History and Louise B. Miller: A Trailblazing Hero of Education Justice for Black Deaf Children

From 1898 to 1905, Kendall School, a K-12 program on the campus of what is now Gallaudet University, enrolled and educated Black students. In 1905, white parents complained about the integration of races, and Black Deaf students were transferred to the Maryland School for the Colored Blind and Deaf-Mutes in Baltimore or to the Pennsylvania School for the Deaf in Philadelphia. This eliminated altogether the presence of Black students at Kendall School.

Several decades later, Louise B. Miller, a District of Columbia resident and the hearing mother of four children, three of whom were deaf, asked that her oldest son Kenneth be allowed to attend Kendall School. Her request was denied because Kenneth was Black.
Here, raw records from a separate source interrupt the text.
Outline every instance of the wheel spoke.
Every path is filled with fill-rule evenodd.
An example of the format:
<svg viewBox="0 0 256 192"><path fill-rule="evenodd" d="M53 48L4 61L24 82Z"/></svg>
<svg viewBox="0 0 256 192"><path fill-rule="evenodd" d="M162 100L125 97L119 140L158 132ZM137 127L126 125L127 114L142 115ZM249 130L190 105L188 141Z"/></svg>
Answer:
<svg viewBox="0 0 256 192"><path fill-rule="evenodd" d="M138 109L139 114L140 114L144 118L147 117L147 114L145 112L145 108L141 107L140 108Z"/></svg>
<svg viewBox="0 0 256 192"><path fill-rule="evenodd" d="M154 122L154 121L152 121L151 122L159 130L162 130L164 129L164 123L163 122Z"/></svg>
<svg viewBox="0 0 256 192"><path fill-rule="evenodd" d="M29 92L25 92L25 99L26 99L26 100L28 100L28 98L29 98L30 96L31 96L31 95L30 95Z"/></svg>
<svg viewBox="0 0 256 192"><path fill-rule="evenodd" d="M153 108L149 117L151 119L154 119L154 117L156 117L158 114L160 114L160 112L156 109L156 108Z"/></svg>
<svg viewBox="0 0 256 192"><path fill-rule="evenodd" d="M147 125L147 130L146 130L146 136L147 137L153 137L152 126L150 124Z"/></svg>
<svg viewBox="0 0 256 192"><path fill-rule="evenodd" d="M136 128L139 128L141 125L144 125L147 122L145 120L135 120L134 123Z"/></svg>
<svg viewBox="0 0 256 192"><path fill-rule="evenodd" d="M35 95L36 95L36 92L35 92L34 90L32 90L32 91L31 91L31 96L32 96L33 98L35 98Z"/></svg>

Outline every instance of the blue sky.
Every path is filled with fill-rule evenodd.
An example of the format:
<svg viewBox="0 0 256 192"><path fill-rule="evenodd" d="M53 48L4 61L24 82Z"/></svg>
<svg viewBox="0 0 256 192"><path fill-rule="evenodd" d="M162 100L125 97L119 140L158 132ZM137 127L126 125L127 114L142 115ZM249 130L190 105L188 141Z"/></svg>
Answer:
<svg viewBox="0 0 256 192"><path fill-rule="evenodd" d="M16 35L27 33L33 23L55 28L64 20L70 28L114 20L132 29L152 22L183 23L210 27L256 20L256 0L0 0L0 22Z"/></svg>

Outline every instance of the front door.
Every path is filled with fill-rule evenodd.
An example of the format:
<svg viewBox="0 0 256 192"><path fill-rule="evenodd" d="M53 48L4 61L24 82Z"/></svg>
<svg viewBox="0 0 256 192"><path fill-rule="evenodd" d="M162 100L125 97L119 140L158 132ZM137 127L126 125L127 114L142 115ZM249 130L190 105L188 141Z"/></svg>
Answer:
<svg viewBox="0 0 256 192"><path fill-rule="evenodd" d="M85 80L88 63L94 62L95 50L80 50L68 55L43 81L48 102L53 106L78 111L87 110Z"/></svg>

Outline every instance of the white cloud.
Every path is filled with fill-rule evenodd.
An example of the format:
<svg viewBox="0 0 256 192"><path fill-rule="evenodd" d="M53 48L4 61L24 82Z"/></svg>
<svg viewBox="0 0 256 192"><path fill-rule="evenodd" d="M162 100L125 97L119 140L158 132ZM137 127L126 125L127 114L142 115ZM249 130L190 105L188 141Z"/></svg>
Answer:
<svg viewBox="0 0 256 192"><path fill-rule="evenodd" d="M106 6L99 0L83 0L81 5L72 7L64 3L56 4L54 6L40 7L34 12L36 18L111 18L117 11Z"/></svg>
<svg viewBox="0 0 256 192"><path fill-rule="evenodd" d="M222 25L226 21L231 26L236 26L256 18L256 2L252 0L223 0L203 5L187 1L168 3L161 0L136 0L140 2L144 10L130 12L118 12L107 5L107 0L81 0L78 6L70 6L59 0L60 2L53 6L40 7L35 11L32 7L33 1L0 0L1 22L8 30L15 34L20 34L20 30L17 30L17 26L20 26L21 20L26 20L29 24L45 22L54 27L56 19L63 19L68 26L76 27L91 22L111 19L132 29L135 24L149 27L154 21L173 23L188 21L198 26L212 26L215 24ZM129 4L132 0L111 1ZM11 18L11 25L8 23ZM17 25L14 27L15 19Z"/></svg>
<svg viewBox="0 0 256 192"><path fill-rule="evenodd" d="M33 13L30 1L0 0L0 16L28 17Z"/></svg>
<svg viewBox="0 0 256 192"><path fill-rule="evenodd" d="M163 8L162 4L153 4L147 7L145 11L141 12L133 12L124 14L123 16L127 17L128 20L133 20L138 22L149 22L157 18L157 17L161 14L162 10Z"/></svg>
In 1952, Mrs. Miller, joined by the parents of four other Black Deaf children, filed and won a civil lawsuit against the District of Columbia Board of Education for the right of Black Deaf children like her son Kenneth to attend Kendall School.

The court ruled that Black Deaf students could not be sent outside the state or district to obtain the same education that white students were provided. This led to – rather than the acceptance of Black Deaf students into Kendall School outright – the construction on the Gallaudet campus of the segregated Kendall School Division II for Negroes, an inferior building with fewer resources than those made available to white students. In 1954, the Supreme Court decision in Brown v. Board of Education of Topeka made school segregation illegal across the nation, and Kendall School Division II for Negroes closed. The students began to attend school with their white deaf peers.

To honor Mrs. Miller’s story, the 24 Black Deaf students and the four Black teachers, and as part of its ongoing work to confront its role in past wrongs and injustices, Gallaudet University has committed to building The Louise B. Miller Pathways and Gardens: A Legacy to Black Deaf Children. This memorial will provide a space for reflection and healing through remembrance of all who have fought for the equality that Black Deaf children deserve.

Gallaudet University, federally chartered in 1864, is a bilingual, diverse, multicultural institution of higher education that ensures the intellectual and professional advancement of deaf, hard of hearing, and deafblind individuals through American Sign Language and English.